Materiality becomes a conduit. Some works traverse the tactile intimacy of memory, while others bridge into digital realms—pixels flicker, screens invite touch, and remembrance lingers mid-gesture, straddling presence and disappearance. The archive’s malleability is in its material, with each medium carrying legacies of accumulation and erasure. Paper creases, data corrupts, paintings crack, sentences fray—a transformation emulating memory’s resistance to containment. And so the archive exists in its dream as neither dormant nor definitive but continuously reshaping itself—activated through touch, inquiry, and the creative potential of revisitation.

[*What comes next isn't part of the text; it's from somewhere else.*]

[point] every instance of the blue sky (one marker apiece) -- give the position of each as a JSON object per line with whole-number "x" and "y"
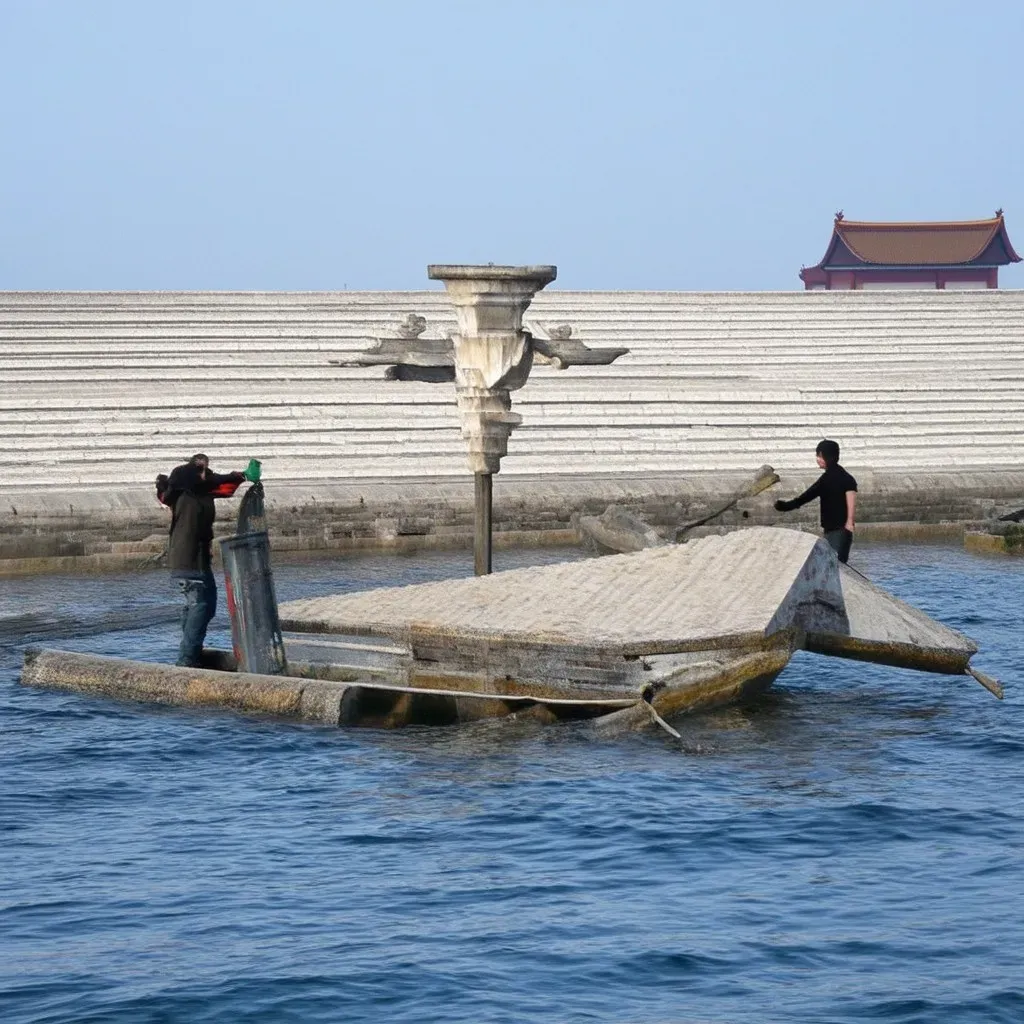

While each thesis project reflects individual pursuits, together they reveal a web of shared inquiries—questions of belonging, identity, authorship, inheritance, displacement, and resistance. Here, the archive is envisioned as a vibrant weave of memory, always susceptible to fraying. It is shaped not only by what is gathered but by what slips loose, woven not towards resolution but through ongoing acts of making and unmaking. Our body of work bears witness to the labour of learning in proximity—to each other, to critique, to the unresolved. Building this exhibition was as much about solitude as about exchange: shaped through listening and disagreement, revision and support. It was a communal process that affirmed knowledge, and memory-making was inherently collaborative. We invite visitors into the exhibition not as spectators but as interlocutors—drawn into the unfinished work of the archive as it drifts between record and reinvention.

Crucially, As the Archive Dreams extends, it is an invitation to witness, feel, and remember otherwise. In this way, the exhibition becomes a commons for collective memory, where viewers are not separate from the archive but participants in its becoming.